Agradezco esta invitación porque son pocos los espacios donde tenemos lugar las voces de las víctimas y sobrevivientes de abusos en la niñez cometidos en entornos institucionales. Más raro aún es poder conectar esta realidad con lo que realmente es: una violación a los derechos humanos.

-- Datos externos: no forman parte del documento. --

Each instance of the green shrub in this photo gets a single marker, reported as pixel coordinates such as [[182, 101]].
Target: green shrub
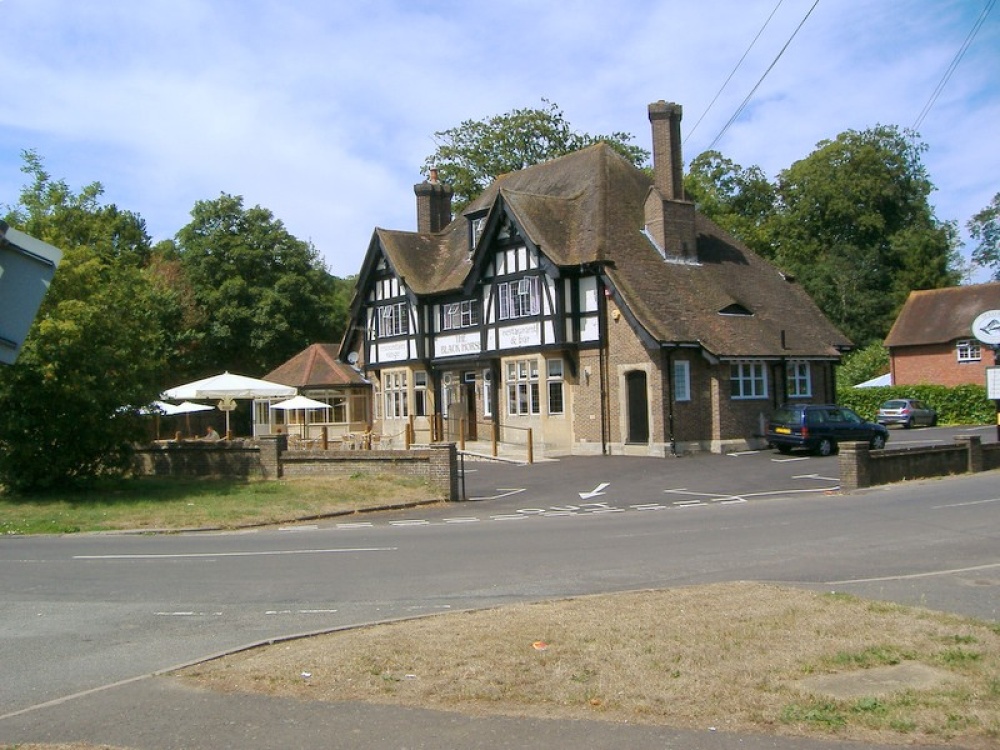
[[962, 404]]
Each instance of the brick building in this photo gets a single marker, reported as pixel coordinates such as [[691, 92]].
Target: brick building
[[586, 301], [932, 339]]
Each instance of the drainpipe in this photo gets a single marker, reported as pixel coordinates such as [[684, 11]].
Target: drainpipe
[[602, 365], [669, 356]]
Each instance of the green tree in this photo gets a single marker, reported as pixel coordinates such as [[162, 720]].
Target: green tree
[[69, 405], [469, 157], [984, 228], [854, 224], [741, 201], [863, 364], [263, 294]]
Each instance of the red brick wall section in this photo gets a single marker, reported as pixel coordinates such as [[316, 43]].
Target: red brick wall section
[[937, 365]]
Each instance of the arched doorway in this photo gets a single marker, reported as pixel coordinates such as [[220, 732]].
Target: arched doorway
[[638, 407]]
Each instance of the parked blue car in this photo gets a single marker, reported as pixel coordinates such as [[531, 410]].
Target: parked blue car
[[819, 428]]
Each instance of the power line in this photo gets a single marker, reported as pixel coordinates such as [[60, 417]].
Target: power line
[[722, 88], [742, 106], [954, 64]]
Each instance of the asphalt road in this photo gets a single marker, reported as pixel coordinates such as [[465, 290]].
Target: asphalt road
[[79, 612]]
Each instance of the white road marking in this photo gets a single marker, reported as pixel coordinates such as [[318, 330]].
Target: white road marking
[[262, 553], [929, 574], [504, 493], [598, 490], [971, 502]]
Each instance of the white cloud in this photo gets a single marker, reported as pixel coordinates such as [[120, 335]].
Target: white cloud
[[323, 112]]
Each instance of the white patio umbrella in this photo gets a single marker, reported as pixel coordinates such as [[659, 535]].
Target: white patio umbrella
[[301, 402], [228, 387]]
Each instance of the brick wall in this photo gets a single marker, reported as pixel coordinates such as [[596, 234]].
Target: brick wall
[[937, 364], [268, 459]]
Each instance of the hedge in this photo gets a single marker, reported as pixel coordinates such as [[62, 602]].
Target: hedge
[[963, 404]]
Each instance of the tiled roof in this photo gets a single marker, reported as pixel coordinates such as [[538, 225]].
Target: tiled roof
[[587, 207], [938, 316], [317, 366]]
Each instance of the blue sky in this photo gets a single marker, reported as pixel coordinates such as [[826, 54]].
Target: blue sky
[[323, 111]]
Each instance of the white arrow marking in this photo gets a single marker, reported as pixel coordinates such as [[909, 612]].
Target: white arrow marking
[[598, 490]]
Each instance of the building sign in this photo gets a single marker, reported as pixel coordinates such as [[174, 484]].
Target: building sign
[[993, 383], [986, 327], [395, 351], [457, 345], [515, 337]]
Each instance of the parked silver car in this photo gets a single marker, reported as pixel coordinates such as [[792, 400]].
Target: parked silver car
[[907, 412]]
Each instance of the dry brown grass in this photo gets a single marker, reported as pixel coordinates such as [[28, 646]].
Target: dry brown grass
[[729, 656]]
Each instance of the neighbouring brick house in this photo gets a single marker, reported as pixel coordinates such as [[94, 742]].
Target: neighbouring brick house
[[932, 339], [587, 301]]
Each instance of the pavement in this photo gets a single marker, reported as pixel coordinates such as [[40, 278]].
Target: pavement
[[162, 713]]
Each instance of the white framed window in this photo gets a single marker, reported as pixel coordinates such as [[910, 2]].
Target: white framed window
[[554, 381], [799, 377], [682, 380], [747, 380], [394, 389], [464, 314], [969, 350], [519, 299], [522, 387], [393, 320]]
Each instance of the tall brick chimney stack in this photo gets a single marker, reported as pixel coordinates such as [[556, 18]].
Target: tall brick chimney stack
[[433, 204], [669, 217], [668, 166]]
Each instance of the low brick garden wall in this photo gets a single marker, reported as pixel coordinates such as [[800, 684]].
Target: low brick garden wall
[[268, 457], [862, 467]]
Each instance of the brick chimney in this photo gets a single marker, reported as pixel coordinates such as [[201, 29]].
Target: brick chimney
[[669, 217], [433, 204]]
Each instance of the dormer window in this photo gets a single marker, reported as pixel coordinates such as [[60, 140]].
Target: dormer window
[[519, 299], [735, 309], [476, 226], [455, 315]]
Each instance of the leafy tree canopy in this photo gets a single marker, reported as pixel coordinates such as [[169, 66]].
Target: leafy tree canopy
[[984, 228], [69, 405], [851, 221], [742, 201], [469, 157], [264, 295]]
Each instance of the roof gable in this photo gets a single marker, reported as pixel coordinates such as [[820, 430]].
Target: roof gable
[[937, 316], [317, 366]]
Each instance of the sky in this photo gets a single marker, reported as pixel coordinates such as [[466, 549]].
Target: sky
[[324, 111]]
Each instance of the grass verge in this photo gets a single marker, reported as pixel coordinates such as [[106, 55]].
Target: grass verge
[[736, 657], [158, 504]]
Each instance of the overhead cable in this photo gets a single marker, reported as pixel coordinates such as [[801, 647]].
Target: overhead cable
[[746, 101], [722, 88], [954, 64]]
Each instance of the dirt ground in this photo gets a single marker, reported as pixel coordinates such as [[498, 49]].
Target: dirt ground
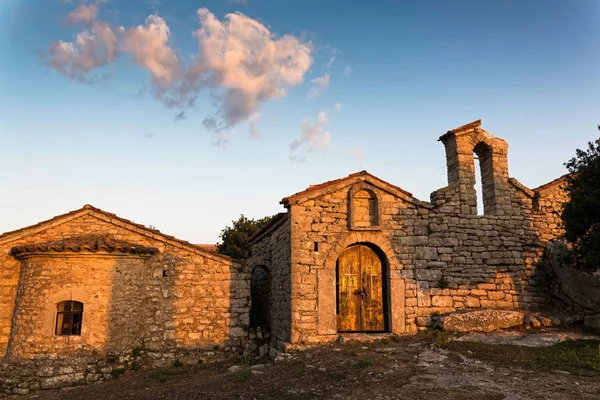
[[418, 367]]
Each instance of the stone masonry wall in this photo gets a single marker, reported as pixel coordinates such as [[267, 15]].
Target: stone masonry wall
[[441, 257], [272, 250], [448, 260], [547, 206], [177, 298]]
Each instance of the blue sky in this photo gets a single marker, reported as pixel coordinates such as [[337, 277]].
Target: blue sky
[[389, 78]]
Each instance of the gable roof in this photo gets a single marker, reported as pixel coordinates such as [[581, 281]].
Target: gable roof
[[109, 218], [362, 176], [270, 226], [461, 129], [86, 243], [552, 183]]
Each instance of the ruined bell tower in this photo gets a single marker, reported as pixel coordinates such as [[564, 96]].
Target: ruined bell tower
[[463, 145]]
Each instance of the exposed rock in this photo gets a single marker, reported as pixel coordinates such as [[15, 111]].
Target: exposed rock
[[592, 321], [263, 350], [532, 321], [480, 320], [546, 322], [235, 368], [581, 288], [430, 356]]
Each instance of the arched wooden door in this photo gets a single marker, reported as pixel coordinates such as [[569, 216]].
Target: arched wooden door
[[360, 290]]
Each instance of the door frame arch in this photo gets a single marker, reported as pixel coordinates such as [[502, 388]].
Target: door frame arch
[[326, 298], [385, 284]]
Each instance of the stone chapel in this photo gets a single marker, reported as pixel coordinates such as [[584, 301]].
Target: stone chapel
[[356, 254]]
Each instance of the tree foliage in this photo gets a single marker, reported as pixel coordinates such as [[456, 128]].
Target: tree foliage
[[581, 214], [235, 239]]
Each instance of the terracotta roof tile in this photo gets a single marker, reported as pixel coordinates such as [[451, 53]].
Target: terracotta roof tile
[[554, 182], [89, 208], [271, 224], [313, 188], [212, 248], [470, 125], [89, 243]]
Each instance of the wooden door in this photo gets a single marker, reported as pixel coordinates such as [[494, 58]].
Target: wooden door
[[360, 290]]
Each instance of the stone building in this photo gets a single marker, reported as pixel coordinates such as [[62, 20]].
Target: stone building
[[356, 254], [91, 282], [359, 254]]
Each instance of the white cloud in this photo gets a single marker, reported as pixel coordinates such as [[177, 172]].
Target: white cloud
[[319, 85], [92, 48], [84, 14], [240, 62], [332, 56], [254, 133], [243, 59], [357, 155], [313, 138], [148, 46]]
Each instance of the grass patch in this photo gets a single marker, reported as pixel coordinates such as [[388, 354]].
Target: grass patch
[[117, 371], [353, 348], [579, 357], [441, 340], [363, 362], [242, 376], [163, 375]]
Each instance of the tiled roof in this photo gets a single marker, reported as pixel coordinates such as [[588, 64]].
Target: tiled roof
[[274, 222], [212, 248], [89, 243], [88, 209], [554, 182], [313, 188], [470, 125]]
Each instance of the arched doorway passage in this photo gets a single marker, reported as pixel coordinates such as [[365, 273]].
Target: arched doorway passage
[[362, 290], [260, 293]]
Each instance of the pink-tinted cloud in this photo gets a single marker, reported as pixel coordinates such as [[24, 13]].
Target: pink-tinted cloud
[[242, 2], [247, 62], [313, 138], [92, 48], [240, 63], [84, 14], [319, 85], [148, 46]]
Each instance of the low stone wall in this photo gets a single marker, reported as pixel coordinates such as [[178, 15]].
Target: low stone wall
[[56, 371]]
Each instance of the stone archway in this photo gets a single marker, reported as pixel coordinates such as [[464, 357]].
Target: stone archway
[[260, 295], [326, 283], [361, 290]]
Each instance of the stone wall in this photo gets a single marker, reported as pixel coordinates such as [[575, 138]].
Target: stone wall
[[179, 297], [547, 205], [23, 376], [272, 250], [440, 257]]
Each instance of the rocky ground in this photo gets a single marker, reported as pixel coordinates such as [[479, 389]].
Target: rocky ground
[[431, 366]]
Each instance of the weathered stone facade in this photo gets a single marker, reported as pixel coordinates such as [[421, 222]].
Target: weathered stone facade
[[438, 256], [139, 288]]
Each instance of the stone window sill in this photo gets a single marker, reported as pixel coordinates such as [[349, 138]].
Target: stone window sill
[[365, 228]]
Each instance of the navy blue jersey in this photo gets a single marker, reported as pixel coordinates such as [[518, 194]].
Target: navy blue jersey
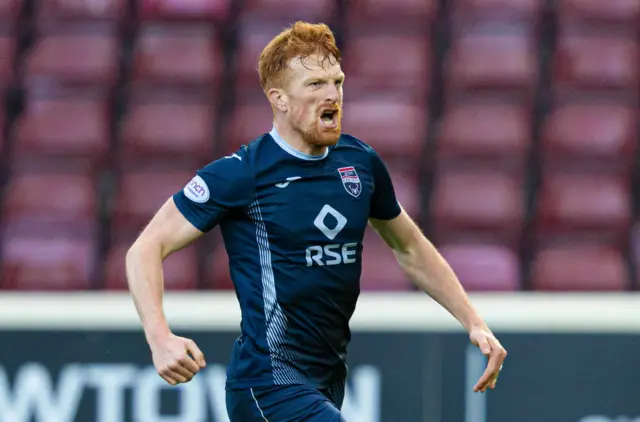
[[293, 227]]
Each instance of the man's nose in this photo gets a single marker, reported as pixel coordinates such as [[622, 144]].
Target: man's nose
[[333, 94]]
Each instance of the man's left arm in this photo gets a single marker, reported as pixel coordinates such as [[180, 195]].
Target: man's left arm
[[430, 272]]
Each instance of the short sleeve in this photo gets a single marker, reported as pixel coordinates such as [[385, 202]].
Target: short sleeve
[[384, 205], [219, 187]]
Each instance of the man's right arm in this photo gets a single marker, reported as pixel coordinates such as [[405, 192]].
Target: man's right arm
[[167, 232], [219, 187]]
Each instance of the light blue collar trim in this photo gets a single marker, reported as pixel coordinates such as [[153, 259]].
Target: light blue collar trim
[[289, 149]]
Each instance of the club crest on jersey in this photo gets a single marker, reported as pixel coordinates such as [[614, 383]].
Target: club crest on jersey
[[350, 181]]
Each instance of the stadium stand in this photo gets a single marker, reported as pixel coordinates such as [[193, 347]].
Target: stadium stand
[[509, 128]]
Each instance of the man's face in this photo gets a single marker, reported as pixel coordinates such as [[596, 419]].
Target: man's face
[[313, 97]]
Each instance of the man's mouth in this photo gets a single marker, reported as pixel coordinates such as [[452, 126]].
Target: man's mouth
[[329, 117]]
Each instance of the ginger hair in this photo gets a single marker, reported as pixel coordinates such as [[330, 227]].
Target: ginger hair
[[302, 39]]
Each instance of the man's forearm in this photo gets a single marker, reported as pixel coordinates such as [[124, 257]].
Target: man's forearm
[[429, 271], [144, 275]]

Estoy aquí en calidad de víctima y de activista. Y aunque podría hablar desde lo forense o desde los hechos que marcaron mi vida, prefiero hablar desde lo colectivo, desde lo que significa cargar con este tipo de heridas en un país que todavía no asume su responsabilidad.

Sufrí este delito en el colegio San Luis en Antofagasta, a manos de un sacerdote jesuita. Pero no fue solo él. Se necesitó de toda una Iglesia para encubrirlo. Recién hablé décadas después, como casi todas las víctimas de estos crímenes. Pasan años —a veces toda una vida— antes de poder poner en palabras lo que nos hicieron, si es que no morimos antes por las secuelas que deja el abuso: suicidios, adicciones, enfermedades mentales, cuerpos enfermos por un trauma que nunca fue reconocido.

Mi historia no termina en ese colegio. Ninguna historia de abuso termina en el lugar donde ocurrió. En cada sobreviviente sigue viva la marca, porque las consecuencias no son un accidente. No es algo que “nos pasó”: es algo que nos hicieron. El perpetrador te elige, el entorno decide no ver, y la comunidad se hace la sorda y la ciega mientras el delito ocurre frente a todos.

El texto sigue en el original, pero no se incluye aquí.